A catheter was placed in the carotid artery of the fetus, and the tip was advanced to the level of the aorta. A catheter was placed in the jugular vein, and the tip was advanced to a level just cranial of the right atrium. Catheters were placed in the amniotic fluid space. All catheters were sewn to the fetal skin. The fetal chest was opened, and a Transonic flow transducer (Ithaca, NY) was placed around the common brachiocephalic artery. A second Transonic flow transducer was placed around the descending thoracic aorta, distal to the ductus arteriosus. Because, in the fetal sheep, no branches arise from the aorta between the brachiocephalic artery and the ductus, the combined flows of these two sensors constitute the entire fetal biventricular cardiac outputs except for pulmonary blood flow (<5%) and coronary blood flow. We will refer to this combined flow as the biventricular output. The flow probe cables exited the chest, and the chest was closed in anatomic layers.

The fetal abdomen was opened from the left flank. A third Transonic flow transducer was placed around the terminal aorta distal to the iliac arteries just before the terminal aorta bifurcates into the two umbilical arteries. The flow transducer cable exited the abdomen, and the abdomen was closed in anatomic layers. The catheters and flow probe cables exited the uterus, and the uterus was closed, forming a tight seal of the amniotic cavity. The catheters were tunneled underneath the skin of the ewe, and the abdomen was closed. The flow transducers and the catheters emerged at the ewe's flank and were stored in a pouch sewn to the skin. One million units of penicillin G (Bristol-Meyers Squibb, Princeton, NJ) were instilled in the amniotic space at the conclusion of the procedure, anesthesia was terminated, and the ewe was allowed to recover. The ewes received routine postoperative pain medication (0.6 mg bupremorphine, 2 times/day) for 2 days. The ewes and their fetuses were given a postoperative recovery period of 6 days (range 5–7 days).

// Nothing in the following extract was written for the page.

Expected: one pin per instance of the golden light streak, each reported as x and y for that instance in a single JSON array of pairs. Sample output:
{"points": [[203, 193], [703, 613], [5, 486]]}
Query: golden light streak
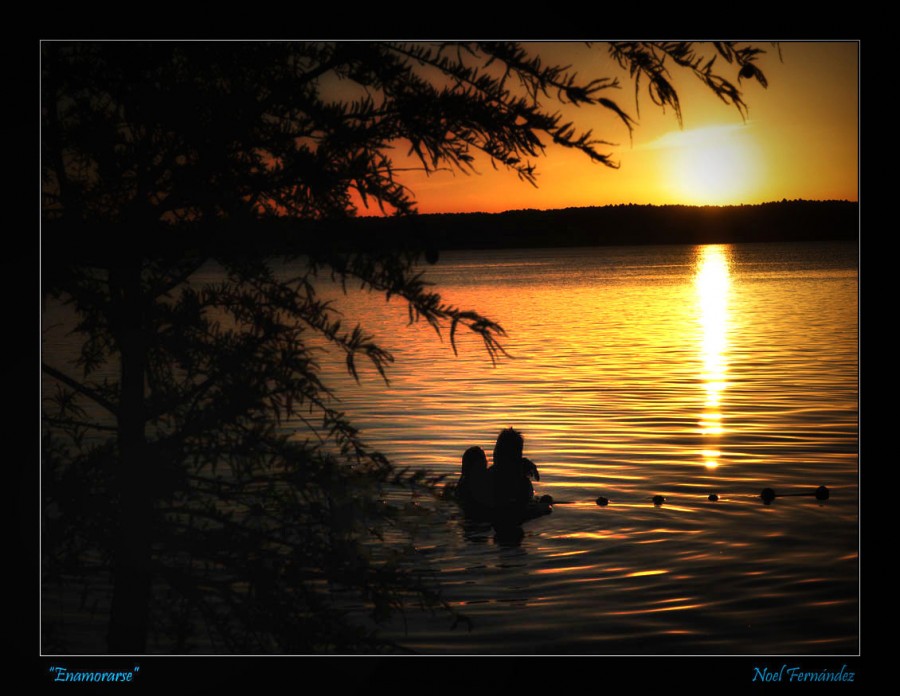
{"points": [[642, 573], [712, 283]]}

Experimental protocol. During the experiments, the ewes were kept in stanchions in the laboratory. The baseline experiments were performed at an average gestational age of 128 days (range 125–131 days). After checking all zero values, we recorded fetal arterial blood pressures, central venous blood pressures and amniotic fluid pressures, and brachiocephalic, descending aortic, and umbilical flows continuously for the next 7 days. Fetal arterial blood samples were taken daily for determination of fetal blood gases and pH, for plasma protein concentration, and plasma renin activity.

On day 0, after baseline measurements had been made for 60 min, an intravenous infusion of adult sheep plasma solution was started using a Gilson Minipuls 3 roller pump. The plasma infusion rate was started at 229 ± 5 (SE) ml/day and increased by 3.5%/day to correspond to the daily increase in fetal mass due to growth. Experiments for the current study demonstrated that infusion of this volume of (protein-free) fluid in the fetus results in no changes in blood pressures or heart rate (14). Zeros were checked every morning, after which the data taken over the next 60-min period were averaged and recorded for later analysis. Heart rates were obtained from arterial pressure tracings.

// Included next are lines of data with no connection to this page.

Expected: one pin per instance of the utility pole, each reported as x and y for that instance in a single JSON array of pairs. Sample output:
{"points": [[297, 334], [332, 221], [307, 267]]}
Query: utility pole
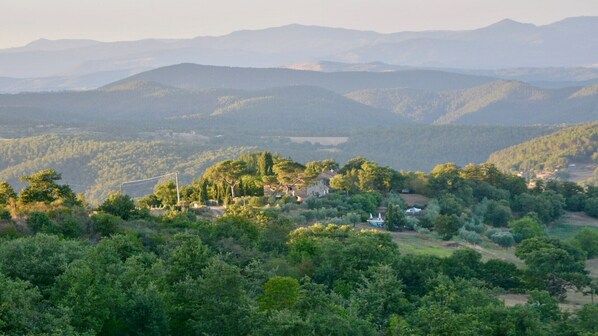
{"points": [[178, 193]]}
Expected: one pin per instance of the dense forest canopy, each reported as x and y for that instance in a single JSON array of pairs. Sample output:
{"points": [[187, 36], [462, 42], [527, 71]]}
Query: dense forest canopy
{"points": [[97, 162], [562, 150]]}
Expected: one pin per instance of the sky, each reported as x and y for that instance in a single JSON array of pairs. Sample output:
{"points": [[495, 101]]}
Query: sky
{"points": [[22, 21]]}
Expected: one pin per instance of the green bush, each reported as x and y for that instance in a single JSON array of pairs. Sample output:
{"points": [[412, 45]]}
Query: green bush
{"points": [[5, 214], [503, 238], [105, 224], [470, 236]]}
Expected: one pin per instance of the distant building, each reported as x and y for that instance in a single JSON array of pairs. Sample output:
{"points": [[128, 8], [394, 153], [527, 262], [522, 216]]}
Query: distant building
{"points": [[376, 221], [318, 187], [413, 211]]}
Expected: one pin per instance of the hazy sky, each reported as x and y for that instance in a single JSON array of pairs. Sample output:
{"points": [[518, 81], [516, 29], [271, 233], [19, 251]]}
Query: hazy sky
{"points": [[22, 21]]}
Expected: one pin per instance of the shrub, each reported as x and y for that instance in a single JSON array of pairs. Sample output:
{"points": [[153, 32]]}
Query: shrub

Instrumentation. Pressures were measured with Abbott Transpac pressure transducers (Abbott Park, IL) and a computerized recording system. The system was calibrated against a mercury manometer to a scale value of better than 1% and rezeroed for drift before each measurement. Repeat calibrations established an accuracy of 0.5 mmHg. All fetal intravascular pressures were referred to amniotic fluid pressure as zero. Fetal blood flows were measured using a Transonic T 403 flowmeter with timing synchronized to measure three flows continuously.

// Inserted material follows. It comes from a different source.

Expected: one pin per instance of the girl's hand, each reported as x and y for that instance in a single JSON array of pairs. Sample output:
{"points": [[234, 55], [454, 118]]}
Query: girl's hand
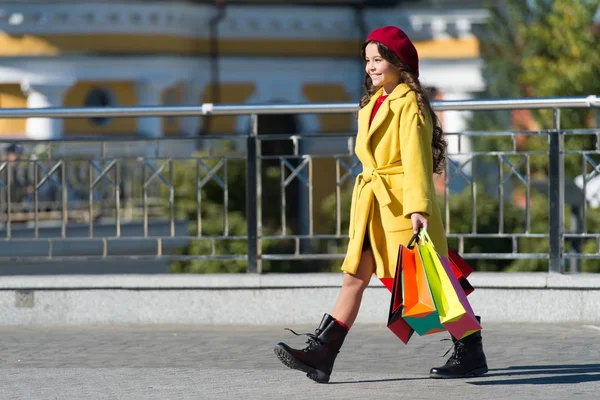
{"points": [[419, 221]]}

Laboratory measurements. Arterial blood samples (2 ml) for determining plasma renin activities were collected in EDTA (Becton-Dickinson) and immediately separated in a refrigerated centrifuge. The plasma samples were stored in a freezer. Plasma renin activities were measured with a DiaSorin (Stillwater, MN) Gammacoat plasma renin activity kit. Arterial blood samples for other analyses were anticoagulated with heparin. A refractometer was used to obtain rapid estimates of plasma protein concentrations during the experiments. However, the plasma protein concentrations reported below were measured with a commercially produced version of the Lowry method (Sigma Diagnostics). Blood gas partial pressures and pH were determined in an Instrumentation Laboratories model IL 1610 blood gas analyzer at 39°C. Hb concentrations and Hb oxygen content were determined in an IL 842 cooximeter.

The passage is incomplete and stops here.